Taking place Nov. 10, the evening's program is a conscious attempt by the ensemble's director Brad Hogarth to put on a night of music where American and European musical traditions are intertwined.
Composition professor Mason Bates' work Bootlegger's Break opens proceedings. The piece, which received its world premiere in March at the University of Miami, is written about Lee Petty, a famous Prohibition-era getaway driver whose son Richard is one of NASCAR's most famous personalities.
"It's just a really exciting tune," Hogarth said. "It's a big, fun, chase-sequence piece with some quintessential Mason tonal language and techniques."
Michail Thompson, winner of the first-ever SFCM Wind Ensemble Concerto Competition, will be featured in the following performance, of Vassily Brandt's Concert Piece No. 1.
"The creation of the Conservatory's wind ensemble was in 2021, so we've only been around for a little while," Hogarth explained. "The idea of it was something focused on wind, brass, and percussion, where we can hone in on all the great repertoire there is for it, but also it's a place where they can dig into more instrument-specific playing and that will only enhance their playing in the orchestra. And the competition was an extension of that. We wanted to make sure there was an opportunity for students to be featured."

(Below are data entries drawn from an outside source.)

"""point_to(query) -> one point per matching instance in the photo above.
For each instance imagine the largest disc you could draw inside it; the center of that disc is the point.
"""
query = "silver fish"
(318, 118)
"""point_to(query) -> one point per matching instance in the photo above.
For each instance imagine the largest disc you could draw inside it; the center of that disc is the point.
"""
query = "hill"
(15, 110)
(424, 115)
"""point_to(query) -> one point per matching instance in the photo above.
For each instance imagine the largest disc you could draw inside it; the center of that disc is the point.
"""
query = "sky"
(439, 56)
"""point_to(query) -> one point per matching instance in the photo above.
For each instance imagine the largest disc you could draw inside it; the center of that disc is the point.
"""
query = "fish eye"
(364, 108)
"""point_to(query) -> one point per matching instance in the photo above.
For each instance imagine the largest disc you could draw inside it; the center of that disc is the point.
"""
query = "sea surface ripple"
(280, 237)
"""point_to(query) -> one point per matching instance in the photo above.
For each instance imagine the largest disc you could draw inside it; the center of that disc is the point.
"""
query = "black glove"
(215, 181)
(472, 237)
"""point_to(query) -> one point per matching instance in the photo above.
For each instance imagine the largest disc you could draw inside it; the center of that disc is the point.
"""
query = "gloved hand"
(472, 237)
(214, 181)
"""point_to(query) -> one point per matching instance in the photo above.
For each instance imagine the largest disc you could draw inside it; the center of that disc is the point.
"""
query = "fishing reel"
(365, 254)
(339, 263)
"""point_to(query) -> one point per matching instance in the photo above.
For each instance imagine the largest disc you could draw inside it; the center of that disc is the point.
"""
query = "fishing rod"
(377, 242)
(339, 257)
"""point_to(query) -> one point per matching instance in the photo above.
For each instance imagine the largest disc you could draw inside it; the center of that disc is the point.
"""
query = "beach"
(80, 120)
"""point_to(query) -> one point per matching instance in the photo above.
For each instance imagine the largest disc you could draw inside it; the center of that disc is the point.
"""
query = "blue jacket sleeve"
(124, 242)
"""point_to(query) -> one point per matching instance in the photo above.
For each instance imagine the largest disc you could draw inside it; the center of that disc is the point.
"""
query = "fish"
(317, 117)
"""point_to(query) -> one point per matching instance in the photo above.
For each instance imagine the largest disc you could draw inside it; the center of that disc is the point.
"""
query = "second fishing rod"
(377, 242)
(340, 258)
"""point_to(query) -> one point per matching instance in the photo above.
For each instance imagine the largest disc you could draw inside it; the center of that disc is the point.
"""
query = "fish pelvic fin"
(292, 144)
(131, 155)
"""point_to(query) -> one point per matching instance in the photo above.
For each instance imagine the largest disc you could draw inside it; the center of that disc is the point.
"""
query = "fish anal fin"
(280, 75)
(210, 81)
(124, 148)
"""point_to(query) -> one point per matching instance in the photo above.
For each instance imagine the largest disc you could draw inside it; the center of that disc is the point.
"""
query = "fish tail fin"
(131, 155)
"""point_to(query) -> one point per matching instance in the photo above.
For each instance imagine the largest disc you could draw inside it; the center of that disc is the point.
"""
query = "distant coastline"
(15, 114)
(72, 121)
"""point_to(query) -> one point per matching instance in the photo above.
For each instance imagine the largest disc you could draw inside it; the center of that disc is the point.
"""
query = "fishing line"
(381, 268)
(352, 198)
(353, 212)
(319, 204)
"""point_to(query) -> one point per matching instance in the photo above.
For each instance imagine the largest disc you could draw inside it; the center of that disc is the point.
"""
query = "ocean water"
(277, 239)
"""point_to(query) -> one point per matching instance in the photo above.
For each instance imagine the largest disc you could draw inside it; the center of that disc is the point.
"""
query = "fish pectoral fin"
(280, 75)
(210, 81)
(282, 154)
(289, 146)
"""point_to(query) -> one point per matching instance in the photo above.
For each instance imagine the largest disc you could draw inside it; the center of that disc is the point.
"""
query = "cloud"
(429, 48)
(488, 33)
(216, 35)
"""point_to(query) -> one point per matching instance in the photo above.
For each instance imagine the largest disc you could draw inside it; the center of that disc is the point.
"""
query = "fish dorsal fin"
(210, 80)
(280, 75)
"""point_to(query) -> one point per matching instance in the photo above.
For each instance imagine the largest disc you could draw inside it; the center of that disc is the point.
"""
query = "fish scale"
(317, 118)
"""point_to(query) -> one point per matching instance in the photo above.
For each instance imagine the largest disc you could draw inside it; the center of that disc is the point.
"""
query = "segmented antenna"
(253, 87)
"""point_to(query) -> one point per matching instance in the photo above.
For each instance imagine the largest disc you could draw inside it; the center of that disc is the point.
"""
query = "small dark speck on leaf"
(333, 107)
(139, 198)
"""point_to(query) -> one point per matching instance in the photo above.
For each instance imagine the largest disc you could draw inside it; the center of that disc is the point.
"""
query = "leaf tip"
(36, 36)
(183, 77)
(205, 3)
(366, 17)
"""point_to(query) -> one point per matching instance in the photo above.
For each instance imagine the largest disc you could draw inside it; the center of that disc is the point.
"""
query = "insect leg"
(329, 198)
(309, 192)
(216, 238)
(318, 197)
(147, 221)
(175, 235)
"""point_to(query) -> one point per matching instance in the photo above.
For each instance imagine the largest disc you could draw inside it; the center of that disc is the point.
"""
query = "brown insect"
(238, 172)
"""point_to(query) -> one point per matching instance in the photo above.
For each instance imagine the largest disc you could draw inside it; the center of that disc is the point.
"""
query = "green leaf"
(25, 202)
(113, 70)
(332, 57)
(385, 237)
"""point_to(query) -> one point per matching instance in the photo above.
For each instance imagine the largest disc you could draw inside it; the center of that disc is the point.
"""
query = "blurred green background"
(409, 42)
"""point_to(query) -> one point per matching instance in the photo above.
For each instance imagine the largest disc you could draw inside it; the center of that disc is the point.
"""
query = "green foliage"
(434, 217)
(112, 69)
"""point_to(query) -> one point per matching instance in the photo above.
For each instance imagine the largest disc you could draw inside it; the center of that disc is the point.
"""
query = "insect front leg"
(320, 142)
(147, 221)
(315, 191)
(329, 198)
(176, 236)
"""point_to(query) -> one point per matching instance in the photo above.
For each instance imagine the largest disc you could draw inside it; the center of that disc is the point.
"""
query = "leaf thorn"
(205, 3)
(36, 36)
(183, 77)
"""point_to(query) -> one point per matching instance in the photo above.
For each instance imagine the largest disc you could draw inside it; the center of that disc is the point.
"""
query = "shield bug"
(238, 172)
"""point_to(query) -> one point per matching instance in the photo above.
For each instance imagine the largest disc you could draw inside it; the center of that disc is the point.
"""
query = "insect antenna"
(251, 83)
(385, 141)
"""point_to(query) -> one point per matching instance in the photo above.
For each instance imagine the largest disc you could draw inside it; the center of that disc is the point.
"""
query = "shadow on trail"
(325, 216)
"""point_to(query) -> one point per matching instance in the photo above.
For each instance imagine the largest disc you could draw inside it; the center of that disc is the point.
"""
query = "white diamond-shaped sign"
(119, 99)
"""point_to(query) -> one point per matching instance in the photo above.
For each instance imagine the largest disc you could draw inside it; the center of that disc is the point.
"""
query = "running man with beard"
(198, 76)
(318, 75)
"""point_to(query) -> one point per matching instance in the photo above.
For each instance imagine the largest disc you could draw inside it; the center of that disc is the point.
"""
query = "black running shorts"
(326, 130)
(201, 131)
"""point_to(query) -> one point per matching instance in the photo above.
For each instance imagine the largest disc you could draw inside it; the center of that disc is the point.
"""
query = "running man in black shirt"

If a single composition encompasses the evening's Transatlantic theme, it's Steven Stucky's Funeral Music for Queen Mary, which in the composer's words "transcribes and elaborates" on Henry Purcell's themes for Mary's service.
"You definitely hear all of the elements of the original" in Stucky's work, Hogarth said, but he said the composer put Purcell's work "through a kaleidoscope."
"There are times when he's taking this main dirge funeral theme, which is the beautiful 15-bar form, and he's adding other things to it, so sometimes it's hidden under these other structures, or harmonies are stretched out in really interesting ways. And it's for orchestral winds, so there are no strings in it other than a harp."
Closing out the evening is William Grant Still's Afro-American Symphony, the first-ever symphony composed by an African-American man and performed by a major orchestra—in this case, the Rochester Philharmonic in 1931. Hogarth called it "one of the most important American symphonies," and it is believed to be the first use of the banjo in an orchestral setting.
"Still was really concerned with bringing the music of the Black community into the symphonic form," Hogarth said, "and he wanted to prove that it held up to what people were calling the music, the classical forms of the time and show what it had to offer."
Hogarth added that keen-eared listeners might spot a section in the third movement that sounds similar to George Gershwin's "I Got Rhythm," noting that there's an ongoing debate over whether or not the famous tune was partially lifted from Still's composition.
The last movement of the symphony is, depending on the edition, "Aspirations" or "Sincerity." Hogarth said, "There's an undertone in a lot of Still's music of working for and hoping for a better future for Black America, so a lot of his music feels that way: It embraces the struggle and celebrates progress, but it's always looking forward."